Intermediate+ Word of the Day: whop

whop ( verb, noun) /wɒp/

To whop means ‘to strike or beat with force’ and, figuratively, in contests or games, it means ‘to defeat soundly.’ Followed by out, it also means ‘to pull out violently,’ as well as ‘to drop or fall heavily.’ As a noun, a whop is a powerful blow or strike, a bump or heavy fall, and also the sound made by either a blow or a fall.

Example sentences

  • The player whopped the ball.
  • The away team whopped the home team.
  • The professor reached into his bag and whopped out a book.
  • Amy dropped the parcel she was carrying and it whopped to the floor.
  • One of the men in the fight landed a whop on the other's chin.
  • I heard the whop as Ben dropped onto the couch.

In pop culture

Whop is also sometimes a filler sound in backing lyrics. Listen to David Bowie singing “Golden Years” here:

Listen out for the chorus “Golden years, gold whop, whop, whop.”

Did you know?

The related noun whopper is something unusually big. For example, a fisherman might say, “I almost caught a whopper today, but it got away!” A whopper is also a very big lie. So you might say, “You can’t believe anything Finn says; it’s just one whopper after another.”

Other forms

whopping (adjective)


Whop dates back to the mid-14th century. The Middle English verb whopen or wopen (meaning to ‘beat or strike’) originated in the sound a strike makes, and probably emerged as a variant of wap (a noun meaning ‘a hit or blow’).

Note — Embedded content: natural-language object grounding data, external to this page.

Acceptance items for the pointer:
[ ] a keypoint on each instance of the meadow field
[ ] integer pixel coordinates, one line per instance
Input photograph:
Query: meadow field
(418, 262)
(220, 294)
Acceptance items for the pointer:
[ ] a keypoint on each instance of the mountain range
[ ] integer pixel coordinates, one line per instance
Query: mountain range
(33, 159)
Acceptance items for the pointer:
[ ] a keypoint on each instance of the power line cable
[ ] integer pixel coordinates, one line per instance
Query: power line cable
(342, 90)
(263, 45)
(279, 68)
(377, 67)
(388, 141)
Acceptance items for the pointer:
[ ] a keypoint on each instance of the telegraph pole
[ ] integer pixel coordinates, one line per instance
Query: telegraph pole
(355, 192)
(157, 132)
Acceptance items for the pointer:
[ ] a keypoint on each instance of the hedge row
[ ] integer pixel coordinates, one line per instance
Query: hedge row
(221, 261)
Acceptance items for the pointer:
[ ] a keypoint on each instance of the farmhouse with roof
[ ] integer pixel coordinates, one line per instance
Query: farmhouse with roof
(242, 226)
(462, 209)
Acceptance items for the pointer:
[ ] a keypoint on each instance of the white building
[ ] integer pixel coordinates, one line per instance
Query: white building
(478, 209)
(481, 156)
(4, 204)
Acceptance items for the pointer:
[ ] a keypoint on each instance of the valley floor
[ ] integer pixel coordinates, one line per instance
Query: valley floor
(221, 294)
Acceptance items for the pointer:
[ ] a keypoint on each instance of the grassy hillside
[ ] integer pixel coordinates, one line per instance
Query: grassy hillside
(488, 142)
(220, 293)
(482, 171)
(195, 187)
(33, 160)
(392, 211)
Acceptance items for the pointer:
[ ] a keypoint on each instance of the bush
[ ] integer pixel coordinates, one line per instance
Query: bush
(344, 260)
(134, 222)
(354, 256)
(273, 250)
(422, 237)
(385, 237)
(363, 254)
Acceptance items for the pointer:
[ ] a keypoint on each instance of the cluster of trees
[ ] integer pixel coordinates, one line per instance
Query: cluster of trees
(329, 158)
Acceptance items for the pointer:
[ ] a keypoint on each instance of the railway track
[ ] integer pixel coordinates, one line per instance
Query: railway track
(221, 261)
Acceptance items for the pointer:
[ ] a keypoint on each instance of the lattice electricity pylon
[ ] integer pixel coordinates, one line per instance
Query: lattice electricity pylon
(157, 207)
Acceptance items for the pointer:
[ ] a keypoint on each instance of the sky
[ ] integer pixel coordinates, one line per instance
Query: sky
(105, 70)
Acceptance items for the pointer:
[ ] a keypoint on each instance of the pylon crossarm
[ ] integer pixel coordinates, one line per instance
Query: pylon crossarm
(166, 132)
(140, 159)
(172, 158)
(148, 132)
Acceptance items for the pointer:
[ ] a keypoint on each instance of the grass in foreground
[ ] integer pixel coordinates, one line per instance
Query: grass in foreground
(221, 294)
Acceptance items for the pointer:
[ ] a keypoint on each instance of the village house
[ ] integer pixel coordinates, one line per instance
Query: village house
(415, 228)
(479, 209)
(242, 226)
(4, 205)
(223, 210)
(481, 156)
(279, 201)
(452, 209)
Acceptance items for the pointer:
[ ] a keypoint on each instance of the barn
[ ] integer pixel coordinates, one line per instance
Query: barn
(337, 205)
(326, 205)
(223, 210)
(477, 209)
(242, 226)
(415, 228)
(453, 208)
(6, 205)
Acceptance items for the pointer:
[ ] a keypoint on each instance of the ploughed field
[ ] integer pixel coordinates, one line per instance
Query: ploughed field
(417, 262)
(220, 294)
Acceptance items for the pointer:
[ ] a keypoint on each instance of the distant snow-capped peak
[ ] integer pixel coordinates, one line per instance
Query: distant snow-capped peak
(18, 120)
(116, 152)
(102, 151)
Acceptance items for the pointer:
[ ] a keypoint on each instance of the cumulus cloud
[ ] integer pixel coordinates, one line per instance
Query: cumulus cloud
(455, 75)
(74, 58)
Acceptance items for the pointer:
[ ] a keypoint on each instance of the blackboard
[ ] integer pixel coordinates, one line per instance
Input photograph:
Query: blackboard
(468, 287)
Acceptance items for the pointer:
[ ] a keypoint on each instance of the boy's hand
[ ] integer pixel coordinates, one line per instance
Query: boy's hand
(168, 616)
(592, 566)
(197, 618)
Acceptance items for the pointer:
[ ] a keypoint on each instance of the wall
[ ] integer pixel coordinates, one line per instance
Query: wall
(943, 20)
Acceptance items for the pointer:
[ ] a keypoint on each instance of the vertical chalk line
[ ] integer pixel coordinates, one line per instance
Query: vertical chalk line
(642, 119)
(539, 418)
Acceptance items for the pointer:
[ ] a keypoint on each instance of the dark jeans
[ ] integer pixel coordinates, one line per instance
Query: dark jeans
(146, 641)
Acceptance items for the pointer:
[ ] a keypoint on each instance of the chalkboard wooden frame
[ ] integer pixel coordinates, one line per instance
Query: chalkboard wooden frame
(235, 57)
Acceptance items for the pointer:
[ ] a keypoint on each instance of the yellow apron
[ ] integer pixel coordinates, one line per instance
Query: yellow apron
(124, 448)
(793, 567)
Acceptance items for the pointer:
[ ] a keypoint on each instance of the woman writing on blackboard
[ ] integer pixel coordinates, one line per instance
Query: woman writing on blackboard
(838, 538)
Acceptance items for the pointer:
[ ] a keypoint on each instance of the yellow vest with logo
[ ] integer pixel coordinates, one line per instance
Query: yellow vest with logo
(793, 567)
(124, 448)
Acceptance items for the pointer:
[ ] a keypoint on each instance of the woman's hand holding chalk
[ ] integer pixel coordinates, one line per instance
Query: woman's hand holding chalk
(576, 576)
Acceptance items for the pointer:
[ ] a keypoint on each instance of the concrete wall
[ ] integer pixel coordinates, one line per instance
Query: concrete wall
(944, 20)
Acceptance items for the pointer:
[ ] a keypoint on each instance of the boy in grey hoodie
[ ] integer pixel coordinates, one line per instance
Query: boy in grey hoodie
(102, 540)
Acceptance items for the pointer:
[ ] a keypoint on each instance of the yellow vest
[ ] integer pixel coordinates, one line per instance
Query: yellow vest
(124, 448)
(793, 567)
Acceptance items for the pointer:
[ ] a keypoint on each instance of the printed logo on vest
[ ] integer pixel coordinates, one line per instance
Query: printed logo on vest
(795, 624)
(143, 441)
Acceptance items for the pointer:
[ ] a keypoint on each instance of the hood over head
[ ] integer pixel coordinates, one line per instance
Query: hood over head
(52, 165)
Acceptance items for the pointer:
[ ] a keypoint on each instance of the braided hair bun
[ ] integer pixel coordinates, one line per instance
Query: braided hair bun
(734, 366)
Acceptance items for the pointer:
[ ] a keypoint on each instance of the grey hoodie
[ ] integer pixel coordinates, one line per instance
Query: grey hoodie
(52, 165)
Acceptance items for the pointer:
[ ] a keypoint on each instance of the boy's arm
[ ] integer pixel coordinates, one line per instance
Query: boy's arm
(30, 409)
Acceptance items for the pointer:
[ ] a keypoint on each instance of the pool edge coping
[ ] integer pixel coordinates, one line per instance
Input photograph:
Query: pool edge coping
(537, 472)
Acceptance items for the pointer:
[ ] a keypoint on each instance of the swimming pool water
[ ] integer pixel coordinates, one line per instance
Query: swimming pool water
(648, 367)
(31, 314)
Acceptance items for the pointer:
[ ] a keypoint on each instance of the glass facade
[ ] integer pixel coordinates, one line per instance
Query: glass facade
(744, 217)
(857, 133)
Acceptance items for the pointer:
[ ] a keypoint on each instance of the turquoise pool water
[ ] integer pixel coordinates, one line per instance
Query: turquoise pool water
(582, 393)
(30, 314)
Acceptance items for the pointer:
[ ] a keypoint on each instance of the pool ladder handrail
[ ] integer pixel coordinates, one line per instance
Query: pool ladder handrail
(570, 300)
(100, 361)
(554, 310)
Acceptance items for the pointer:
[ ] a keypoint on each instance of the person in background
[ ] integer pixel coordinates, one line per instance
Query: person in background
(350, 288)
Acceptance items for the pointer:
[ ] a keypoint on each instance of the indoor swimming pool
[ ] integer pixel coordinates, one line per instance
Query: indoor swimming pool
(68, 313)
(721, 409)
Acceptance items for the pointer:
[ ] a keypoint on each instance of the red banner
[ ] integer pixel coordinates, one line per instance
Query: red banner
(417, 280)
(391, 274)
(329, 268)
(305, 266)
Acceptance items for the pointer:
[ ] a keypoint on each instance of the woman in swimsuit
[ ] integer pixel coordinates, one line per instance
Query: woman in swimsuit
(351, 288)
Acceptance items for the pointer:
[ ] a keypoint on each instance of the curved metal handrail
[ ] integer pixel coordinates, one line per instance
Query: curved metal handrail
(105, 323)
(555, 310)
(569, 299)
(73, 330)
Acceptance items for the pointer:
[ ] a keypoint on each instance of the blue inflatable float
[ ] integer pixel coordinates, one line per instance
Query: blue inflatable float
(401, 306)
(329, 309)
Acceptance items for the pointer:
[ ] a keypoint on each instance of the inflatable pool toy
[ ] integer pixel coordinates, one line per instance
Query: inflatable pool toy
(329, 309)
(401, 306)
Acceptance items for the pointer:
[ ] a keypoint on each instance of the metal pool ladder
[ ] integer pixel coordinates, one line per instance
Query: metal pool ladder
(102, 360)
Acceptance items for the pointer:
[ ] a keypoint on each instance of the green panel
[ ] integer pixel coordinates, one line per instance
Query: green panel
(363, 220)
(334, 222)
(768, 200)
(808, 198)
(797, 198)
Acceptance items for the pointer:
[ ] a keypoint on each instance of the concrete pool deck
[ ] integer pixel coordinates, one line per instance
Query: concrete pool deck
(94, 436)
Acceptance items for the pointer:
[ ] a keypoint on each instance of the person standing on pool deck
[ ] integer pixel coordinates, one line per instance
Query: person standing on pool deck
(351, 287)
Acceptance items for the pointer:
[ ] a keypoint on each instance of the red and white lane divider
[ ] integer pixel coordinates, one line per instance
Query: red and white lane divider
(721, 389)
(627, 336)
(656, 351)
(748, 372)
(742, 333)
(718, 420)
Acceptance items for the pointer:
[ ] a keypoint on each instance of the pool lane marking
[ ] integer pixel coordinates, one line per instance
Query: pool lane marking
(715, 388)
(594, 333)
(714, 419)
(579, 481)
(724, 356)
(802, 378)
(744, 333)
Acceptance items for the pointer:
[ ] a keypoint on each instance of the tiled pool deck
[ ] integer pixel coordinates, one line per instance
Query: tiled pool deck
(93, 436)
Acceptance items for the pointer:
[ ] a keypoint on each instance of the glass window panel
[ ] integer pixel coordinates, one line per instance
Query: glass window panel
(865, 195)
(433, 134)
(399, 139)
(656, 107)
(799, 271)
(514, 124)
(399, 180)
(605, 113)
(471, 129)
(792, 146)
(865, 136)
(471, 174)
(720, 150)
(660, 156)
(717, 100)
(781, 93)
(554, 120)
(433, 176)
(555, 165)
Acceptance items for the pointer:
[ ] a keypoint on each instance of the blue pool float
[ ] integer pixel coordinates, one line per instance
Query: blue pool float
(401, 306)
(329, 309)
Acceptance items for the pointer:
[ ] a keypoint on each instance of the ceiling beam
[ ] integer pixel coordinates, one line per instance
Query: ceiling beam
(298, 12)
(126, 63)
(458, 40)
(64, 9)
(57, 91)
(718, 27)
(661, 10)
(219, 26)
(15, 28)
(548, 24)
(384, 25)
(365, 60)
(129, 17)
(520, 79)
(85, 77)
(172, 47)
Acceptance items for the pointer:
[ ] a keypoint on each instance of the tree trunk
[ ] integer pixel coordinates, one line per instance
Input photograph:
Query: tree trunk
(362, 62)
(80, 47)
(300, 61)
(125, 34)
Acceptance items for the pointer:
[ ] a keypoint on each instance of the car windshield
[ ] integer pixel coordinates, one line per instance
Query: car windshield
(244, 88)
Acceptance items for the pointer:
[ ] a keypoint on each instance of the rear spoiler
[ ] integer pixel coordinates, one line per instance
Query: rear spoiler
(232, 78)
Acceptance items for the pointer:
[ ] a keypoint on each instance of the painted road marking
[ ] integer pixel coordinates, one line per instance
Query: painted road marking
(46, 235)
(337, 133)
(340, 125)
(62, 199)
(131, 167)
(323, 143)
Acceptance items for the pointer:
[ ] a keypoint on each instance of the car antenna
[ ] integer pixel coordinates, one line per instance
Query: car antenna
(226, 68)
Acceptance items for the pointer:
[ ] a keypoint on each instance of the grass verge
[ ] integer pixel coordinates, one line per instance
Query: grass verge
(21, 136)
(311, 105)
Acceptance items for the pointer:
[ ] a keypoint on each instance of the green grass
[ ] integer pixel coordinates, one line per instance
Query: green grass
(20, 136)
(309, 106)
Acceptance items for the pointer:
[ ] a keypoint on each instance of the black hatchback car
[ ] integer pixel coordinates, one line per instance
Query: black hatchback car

Just like wap soon expanded to be used as a verb, whop started being used as a verb, and eventually became more common, as wap fell out of use. By the late 15th century, whop was commonly being used in the figurative sense, ‘to overcome.’ The noun whopper, which originally meant ‘a large and audacious lie,’ emerged in the mid-18th century from this figurative sense, and its meaning expanded to anything large. Likewise, the adjective whopping, from whop, describes anything particularly big.